L'été dernier, la vague de piratage de comptes Facebook en Tunisie pourrait trouver une partie de son explication par la méthode que nous venons de vous expliquer ici.

Greets  halona, fo0 & Julie

Edit 2 : Nous avons étudié le logiciel distribué sur le site officiel de l'éditeur d'Ultrasurf. Il est également porteur d'un code malveillant. Cette découverte, conjuguée à la nature et à l'origine des serveurs avec lesquels il communique nous fait nous poser quelques questions sur ce logiciel et nous doutons aujourd'hui que l'inoculation de ce code malveillant ait pour origine les services syriens. Plusieurs thèses sont possibles.

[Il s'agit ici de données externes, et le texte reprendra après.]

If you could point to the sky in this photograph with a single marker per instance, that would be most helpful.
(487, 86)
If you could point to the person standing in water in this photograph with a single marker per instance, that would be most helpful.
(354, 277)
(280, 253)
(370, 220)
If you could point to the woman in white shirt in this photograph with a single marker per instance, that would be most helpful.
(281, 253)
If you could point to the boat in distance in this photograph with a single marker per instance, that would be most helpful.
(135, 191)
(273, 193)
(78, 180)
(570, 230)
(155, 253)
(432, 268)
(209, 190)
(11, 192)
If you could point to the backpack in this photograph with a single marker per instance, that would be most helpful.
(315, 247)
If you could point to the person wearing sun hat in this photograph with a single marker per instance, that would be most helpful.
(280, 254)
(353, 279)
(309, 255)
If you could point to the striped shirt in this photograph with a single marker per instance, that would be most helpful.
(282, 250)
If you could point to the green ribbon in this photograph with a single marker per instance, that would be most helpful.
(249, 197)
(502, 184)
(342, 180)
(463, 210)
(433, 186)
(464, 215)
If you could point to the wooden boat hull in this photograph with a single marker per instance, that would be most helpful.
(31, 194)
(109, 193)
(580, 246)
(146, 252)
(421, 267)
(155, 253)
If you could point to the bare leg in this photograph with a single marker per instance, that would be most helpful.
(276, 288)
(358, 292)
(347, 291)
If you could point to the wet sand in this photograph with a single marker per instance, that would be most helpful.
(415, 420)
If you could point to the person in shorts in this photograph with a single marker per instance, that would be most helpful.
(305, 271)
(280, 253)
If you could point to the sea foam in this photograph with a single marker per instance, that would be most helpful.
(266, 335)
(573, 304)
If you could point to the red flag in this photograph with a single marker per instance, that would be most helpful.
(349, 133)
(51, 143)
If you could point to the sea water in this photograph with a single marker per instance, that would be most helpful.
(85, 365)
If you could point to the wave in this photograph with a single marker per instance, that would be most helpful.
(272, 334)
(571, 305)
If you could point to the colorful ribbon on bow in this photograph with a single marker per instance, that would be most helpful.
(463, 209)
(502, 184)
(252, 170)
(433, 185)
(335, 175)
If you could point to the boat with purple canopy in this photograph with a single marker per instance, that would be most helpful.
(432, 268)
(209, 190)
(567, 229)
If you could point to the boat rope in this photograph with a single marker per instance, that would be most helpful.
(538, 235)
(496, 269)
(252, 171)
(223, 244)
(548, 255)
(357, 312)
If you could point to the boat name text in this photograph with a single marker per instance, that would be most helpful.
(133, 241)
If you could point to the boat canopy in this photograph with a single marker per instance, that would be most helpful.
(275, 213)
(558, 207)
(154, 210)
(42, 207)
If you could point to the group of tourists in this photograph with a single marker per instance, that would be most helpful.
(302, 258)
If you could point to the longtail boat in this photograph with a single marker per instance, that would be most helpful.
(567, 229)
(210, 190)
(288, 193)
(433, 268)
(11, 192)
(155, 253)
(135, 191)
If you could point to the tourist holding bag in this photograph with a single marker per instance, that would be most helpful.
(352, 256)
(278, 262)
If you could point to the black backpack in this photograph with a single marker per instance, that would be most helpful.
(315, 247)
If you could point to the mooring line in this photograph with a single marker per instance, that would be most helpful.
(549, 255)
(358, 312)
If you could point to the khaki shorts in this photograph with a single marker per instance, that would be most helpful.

1° Ultrareach, la société d'origine américaine qui édite ce logiciel diffuse volontairement ce soft vérolé comme un moyen de collecte d'information extérieur. Dans le plus extrême des scénario, Ultrareach serait donc un faux nez d'une agence gouvernementale américaine.

2° Ultrareach est une entreprise malhonnête qui cherche à piller ses utilisateurs

3° La version étudiée émanant du site contient une variante très récente de Themida (détectée par Nod32) et Trojan.DownLoader3.12161(détecté par DrWeb). Les versions précédentes contiennent d'autres malware, Ultrareach maintient donc, semble t-il, le code malveillant, et l'améliore. Le hic, c'est que nous avons trouvé des traces de l'entreprise qui l'édite dans un rapport du congrès américain... et que toutes les informations sur la domiciliation de l'entreprise, son dirigeant (seule et unique identité en rapport avec ultrareach)... n'existent pas. Pourtant le document du Congrès américain évoque des financements débloqués et cite cette "entreprise".

Actuellement, nous ne nous expliquons pas le choix fait, à savoir, modifier les certificats SSL, action permettant, accompagnée d'un phishing de récupérer les informations d'identification des utilisateurs. Quel intérêt pourrait avoir une société américaine dépendant d'une agence de renseignement dans une telle manipulation alors qu'il lui suffit d'obtenir les certificats originaux des Facebook, Gmails etc... en invoquant le Patriot Act ?

Edit 1 : suite à certains commentaires sur cet article, nous insistons sur le fait que ce dernier décrit un mécanisme permettant de voler des identifiants de sessions normalement sécurisées par SSL. Ceci implique d'autres moyens qu'une simple capture de trafic avec certains équipements adaptés.